Maintenance treatment with Lynparza (olaparib) after chemotherapy has been found to significantly extend progression-free survival in newly diagnosed patients with advanced ovarian cancer and a BRCA mutation, according to a recent phase 3 study.
Maintenance treatment with Lynparza (olaparib) after chemotherapy has been found to significantly extend progression-free survival (PFS) in newly diagnosed patients with advanced ovarian cancer and a BRCA mutation, according to a recent phase 3 study.
Known as the fifth most common cause of cancer deaths in women, ovarian cancer is the deadliest gynecologic cancer. When diagnosed in its early stages, it has a five-year survival rate of 90 percent.
However, as noted by the National Ovarian Cancer Coalition, only 20 percent of all diagnoses are made at stage 1 or 2 due to lack of early detection. And given that roughly 70 percent of patients will relapse, the researchers noted that these findings are particularly promising.
“The results of SOLO-1 herald a new era in treatment for women diagnosed with advanced ovarian cancer who carry a BRCA mutation,” said Dr. Kathleen Moore, associate professor at the Stephenson Cancer Center at the University of Oklahoma, when presenting the trial’s results at the ESMO 2018 Congress in Munich, Germany in October.
While Lynparza is already used to treat relapsed advanced ovarian cancer, this study was the first double-blind, randomized one of its kind to evaluate Lynparza in the frontline setting for maintenance therapy in patients with a BRCA1 or BRCA2 mutation who had already received platinum-based chemotherapy.
The study involved 391 patients who were randomly assigned to one of two groups: one that received Lynparza tablets (300mg) and another that received placebo. The group that received Lynparza contained twice as many patients as the placebo group.
The primary endpoint of the study was investigator-assessed PFS from the date of randomization. Overall survival (OS), quality of life and the time from patient randomization to the second progression event were all considered secondary outcomes.
Upon the median follow-up of 41 months, PFS in the Lynparza arm appeared was not yet reached, but was estimated to be about three years longer than the placebo group.

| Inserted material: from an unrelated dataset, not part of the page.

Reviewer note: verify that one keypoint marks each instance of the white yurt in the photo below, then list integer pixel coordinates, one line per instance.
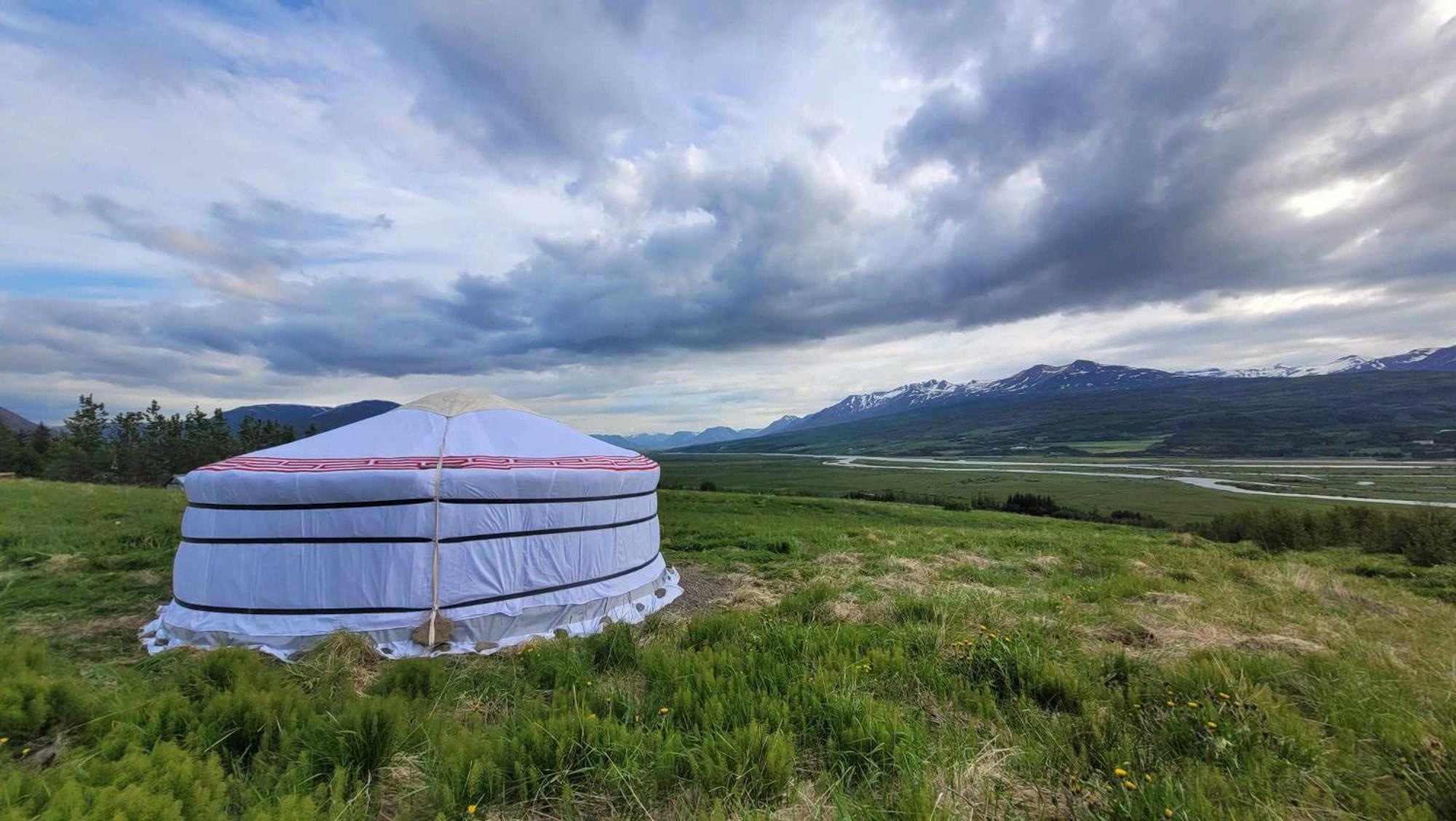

Moore explained, “While it is too early to say whether we have impacted the fraction of women who could be cured with their front-line therapy, the fact that it is estimated that over 50 percent of women on the olaparib arm were still progression free at four years as compared to only 11 percent for placebo speaks to this hope.”
Overall Lynparza was shown to be well tolerated among patients. Common grade 3 or higher side effects included anemia (22 percent of patients) and neutropenia (8 percent). No clinically relevant change in quality of life was reported between the two groups. Of those who discontinued treatment, the researchers noted that 12 percent of patients did so due to toxicity and not due to disease progression.